Of the itinerant again, there are some who, on an evening, and more especially a Saturday evening, take a stand in a street-market, and pursue their regular “rounds” the other portions of the day.
The itinerant trader carries a tray, and in no few cases, as respects the “display” of his wares, emulates the tradesman’s zeal in “dressing” a window temptingly. The tray most in use is painted, or mahogany, with “ledges,” front and sides; or, as one man described it, “an upright four-inch bordering, to keep things in their places.” The back of the tray, which rests against the bearer’s breast, is about twelve inches high. Narrow pink tapes are generally attached to the “ledges” and back, within which are “slipped” the articles for sale. At the bottom of the tray are often divisions, in which are deposited steel pens, wafers, wax, pencils, pen-holders, and, as one stationer expressed it, “packable things that you can’t get much show out of.” One man--who rather plumed himself on being a thorough master of his trade--said to me: “It’s a grand point to display, sir. Now, just take it in this way. Suppose you yourself, sir, lived in my round. Werry good. You hear me cry as I’m a approaching your door, and suppose you was a customer, you says to yourself: ‘Here’s Penny-a-quire,’ as I’m called oft enough.
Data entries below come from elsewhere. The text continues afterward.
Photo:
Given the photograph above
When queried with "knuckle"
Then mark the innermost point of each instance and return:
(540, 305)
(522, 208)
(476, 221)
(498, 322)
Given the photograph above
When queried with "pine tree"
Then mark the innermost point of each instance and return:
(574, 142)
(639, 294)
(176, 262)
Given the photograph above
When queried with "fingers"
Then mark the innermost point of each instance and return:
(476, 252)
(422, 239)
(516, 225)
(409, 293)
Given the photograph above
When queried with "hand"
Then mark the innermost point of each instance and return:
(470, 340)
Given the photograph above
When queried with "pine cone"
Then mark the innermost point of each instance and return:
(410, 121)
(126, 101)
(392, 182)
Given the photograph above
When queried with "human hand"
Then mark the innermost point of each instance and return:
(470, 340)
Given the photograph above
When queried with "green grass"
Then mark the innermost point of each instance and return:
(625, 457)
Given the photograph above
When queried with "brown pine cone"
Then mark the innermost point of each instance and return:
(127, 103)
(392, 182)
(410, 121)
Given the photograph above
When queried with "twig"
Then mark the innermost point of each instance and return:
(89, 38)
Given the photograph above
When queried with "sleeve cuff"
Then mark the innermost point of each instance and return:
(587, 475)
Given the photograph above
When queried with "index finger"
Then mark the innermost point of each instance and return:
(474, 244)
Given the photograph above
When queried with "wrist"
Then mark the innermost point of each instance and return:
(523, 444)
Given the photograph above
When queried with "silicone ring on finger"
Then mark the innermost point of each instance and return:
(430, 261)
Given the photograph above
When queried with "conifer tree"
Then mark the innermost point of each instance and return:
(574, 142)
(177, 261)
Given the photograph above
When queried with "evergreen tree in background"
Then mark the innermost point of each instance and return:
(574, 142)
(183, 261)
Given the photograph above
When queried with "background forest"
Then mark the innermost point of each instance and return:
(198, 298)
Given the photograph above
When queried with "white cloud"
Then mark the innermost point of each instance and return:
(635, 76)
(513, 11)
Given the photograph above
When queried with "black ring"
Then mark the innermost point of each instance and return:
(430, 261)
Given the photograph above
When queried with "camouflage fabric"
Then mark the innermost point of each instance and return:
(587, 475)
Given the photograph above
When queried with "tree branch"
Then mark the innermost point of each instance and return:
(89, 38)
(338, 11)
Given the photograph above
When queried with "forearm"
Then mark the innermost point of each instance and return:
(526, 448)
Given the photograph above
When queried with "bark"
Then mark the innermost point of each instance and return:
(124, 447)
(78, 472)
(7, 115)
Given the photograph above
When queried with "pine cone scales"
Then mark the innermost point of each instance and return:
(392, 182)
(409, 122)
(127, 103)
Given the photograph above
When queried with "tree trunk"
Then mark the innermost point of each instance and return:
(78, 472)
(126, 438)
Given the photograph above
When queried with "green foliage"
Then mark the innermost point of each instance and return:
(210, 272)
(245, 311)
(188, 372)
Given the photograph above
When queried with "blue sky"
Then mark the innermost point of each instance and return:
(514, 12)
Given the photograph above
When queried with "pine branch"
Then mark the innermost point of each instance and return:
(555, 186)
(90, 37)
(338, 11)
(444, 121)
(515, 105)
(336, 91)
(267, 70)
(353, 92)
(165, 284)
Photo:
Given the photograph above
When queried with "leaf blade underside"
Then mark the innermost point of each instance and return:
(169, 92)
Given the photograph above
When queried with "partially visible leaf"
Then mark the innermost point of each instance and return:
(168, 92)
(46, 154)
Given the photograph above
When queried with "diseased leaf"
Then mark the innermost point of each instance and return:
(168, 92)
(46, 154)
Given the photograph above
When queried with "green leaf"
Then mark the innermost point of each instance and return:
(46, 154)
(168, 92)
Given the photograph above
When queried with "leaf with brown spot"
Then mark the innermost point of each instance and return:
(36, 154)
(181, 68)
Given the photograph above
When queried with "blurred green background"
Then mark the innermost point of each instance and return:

And I’ll soon be with you, and I gives a extra emphasis at a customer’s door. Werry good, you buys the note. _As_ you buys the note, you gives a look over my tray, and then you says, ‘O, I want some steel pens, and is your ink good?’ and you buys some. But for the ‘display,’ you’d have sent to the shopkeeper’s, and I should have lost custom, ’cause it wouldn’t have struck you.”[12]
The articles more regularly sold by the street-sellers of stationery are note-paper, letter-paper, envelopes, steel pens, pen-holders, sealing-wax, wafers, black-lead pencils, ink in stonebottles, memorandum-books, almanacks, and valentines. Occasionally, they sell India-rubber, slate-pencil, slates, copy-books, story-books, and arithmetical tables.